> The best approach is to write your definitions the way you like, mostly ignori...

> The best approach is to write your definitions the way you like, mostly ignoring speed and cycles and byte count. This should result in clean, elegant definitions. This first step reveals some short words like your @+1 that could be good candidates for an implementation in assembler.

Yikes! When I get into debates about this, writing part of the program in assembly usually comes up eventually. This is a good example of how inefficient the system is when you have to write assembly to do what would be *ptr++ in C. Another example is something like "swap 5 + swap" which burns all kinds of cycles. Someone recommended I rewrite this in assembly as well although it would only be something like "x+=5" in C. The absurdity of that speaks for itself.

>The Python basis for this port needs some optimizations to begin with. If I am not mistaken, all tiles are square. No need for a t_height or a t_width. No need for both in the tiles structure either.

Sure, but storing those as one value instead of two would also slightly speed up the C and assembly versions. Forth would still be just as slow and inefficient compared to the other languages if you made that change.

> The C port of the Python program can be improved. Tiles are defined, then there's a big array of pointers to those tiles. This is necessary because the tile data does not have a constant length, but it seems to me preferable to have an array of structures defining the geometry and colors of the tiles, and a pointer to the pixel data. The size is the same, just a different layout, but I expect that delaying the indirection from fetching the tile to fetching the data of the tile to be more convenient for the code.

No, the color data varies as well since some tiles have no color pairs and the rest have a varying number. Also, different color pairs can be applied to the same tile depending on the situation, so there is no 1:1 correspondence that would make your suggestion make sense here. In any case, adding one level of indirection to save memory and keep the system organized by passing an 8-bit index instead of a 16-bit pointer adds a few dozen cycles to a function that takes around 20,000 to draw the tile. Do you mean that if the C and Forth versions were reorganized, there wouldn't be such a large speed disparity between the two? That is highly doubtful.

>I am puzzled to hear this complain from someone who can program in assembly. Forth and assembly are both un-typed, "no declaration needed" languages. What makes those properties acceptable in asm but not in Forth? Your expectations of Forth being a higher level language maybe?

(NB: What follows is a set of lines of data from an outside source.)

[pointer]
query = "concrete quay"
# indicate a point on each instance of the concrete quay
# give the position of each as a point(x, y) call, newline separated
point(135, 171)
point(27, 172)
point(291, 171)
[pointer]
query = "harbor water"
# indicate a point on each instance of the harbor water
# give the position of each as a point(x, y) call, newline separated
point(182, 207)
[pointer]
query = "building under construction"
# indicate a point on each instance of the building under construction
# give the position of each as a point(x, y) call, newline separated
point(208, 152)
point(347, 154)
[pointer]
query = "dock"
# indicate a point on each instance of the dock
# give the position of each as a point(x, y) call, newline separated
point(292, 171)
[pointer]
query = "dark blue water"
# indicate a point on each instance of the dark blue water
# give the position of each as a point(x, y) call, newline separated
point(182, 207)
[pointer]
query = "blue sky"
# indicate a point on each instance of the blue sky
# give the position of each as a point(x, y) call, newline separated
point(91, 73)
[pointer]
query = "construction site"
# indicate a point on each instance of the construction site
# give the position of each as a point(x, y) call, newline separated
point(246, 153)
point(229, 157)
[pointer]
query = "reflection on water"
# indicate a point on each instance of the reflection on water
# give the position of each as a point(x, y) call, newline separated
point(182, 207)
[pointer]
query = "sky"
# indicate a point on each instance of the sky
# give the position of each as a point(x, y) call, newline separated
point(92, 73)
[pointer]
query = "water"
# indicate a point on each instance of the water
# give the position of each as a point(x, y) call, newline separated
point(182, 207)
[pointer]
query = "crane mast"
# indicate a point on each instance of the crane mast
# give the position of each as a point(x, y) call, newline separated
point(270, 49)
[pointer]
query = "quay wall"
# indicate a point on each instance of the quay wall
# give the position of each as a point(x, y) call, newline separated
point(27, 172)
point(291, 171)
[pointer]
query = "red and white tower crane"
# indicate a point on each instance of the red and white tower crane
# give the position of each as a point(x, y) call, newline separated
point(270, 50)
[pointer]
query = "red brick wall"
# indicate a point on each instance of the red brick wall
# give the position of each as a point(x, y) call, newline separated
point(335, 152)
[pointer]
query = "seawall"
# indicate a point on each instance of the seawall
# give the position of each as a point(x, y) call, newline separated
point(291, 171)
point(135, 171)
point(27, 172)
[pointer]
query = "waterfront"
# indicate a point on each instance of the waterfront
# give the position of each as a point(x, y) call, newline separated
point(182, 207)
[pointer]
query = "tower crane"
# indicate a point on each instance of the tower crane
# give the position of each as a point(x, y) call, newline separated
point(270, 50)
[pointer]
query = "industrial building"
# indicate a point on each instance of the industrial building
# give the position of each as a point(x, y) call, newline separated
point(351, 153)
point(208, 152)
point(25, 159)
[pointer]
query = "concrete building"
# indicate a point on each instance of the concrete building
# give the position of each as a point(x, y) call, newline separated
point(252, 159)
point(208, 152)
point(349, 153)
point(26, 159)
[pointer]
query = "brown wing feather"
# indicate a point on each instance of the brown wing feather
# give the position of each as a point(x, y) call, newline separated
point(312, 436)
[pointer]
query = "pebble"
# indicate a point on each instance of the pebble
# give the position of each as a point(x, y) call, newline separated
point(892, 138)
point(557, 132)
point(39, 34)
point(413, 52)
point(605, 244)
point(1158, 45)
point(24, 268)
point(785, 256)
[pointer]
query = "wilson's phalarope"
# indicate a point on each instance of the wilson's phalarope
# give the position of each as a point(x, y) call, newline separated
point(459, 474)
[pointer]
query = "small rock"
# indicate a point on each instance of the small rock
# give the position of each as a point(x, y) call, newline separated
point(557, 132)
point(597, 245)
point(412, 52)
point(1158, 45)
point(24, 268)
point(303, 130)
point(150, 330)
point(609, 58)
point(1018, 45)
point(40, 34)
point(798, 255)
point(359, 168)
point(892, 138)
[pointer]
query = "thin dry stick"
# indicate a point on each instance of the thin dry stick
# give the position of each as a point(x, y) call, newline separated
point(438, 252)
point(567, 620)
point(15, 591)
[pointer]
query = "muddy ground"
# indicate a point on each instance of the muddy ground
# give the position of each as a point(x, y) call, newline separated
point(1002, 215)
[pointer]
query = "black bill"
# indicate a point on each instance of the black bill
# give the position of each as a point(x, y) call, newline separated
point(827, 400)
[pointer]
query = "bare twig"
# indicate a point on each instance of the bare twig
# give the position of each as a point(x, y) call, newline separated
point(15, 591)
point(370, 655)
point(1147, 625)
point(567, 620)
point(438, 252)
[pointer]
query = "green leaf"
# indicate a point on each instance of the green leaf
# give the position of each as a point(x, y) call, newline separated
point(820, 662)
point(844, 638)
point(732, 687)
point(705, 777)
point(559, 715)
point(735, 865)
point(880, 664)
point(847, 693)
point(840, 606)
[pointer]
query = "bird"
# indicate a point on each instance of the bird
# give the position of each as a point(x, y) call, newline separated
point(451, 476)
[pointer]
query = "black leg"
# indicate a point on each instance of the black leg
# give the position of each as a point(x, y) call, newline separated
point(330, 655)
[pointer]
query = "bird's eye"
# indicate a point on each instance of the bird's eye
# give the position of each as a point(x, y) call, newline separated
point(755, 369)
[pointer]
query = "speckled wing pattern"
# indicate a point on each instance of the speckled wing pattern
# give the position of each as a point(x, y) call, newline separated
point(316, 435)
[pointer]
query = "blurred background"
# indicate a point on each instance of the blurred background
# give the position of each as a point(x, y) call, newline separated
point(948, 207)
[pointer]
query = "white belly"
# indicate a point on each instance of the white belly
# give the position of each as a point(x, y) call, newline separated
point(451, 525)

The original criticism is that you can't tell what anything takes or returns. If you look at the assembly, you'll see that the function calls there are just as clear as in C since we have named arguments and can instantly see what happens with the return value after the subroutine call. It's very telling that it's a lot easier to implement a usable scheme for local variables in assembly, primitive as it is, while Forth still lacks this.

> Sorry but no. I have no motivation to do that - I dislike coding challenges and prefer to code things that are actually useful for me - and nothing to gain from it.

Fair enough. How about an existing example you could point to then? There are a lot of unbelievable claims about the performance of Forth compared to C and assembly, but no one seems to be able to prove any of this. That's one of the main motivations for doing this project.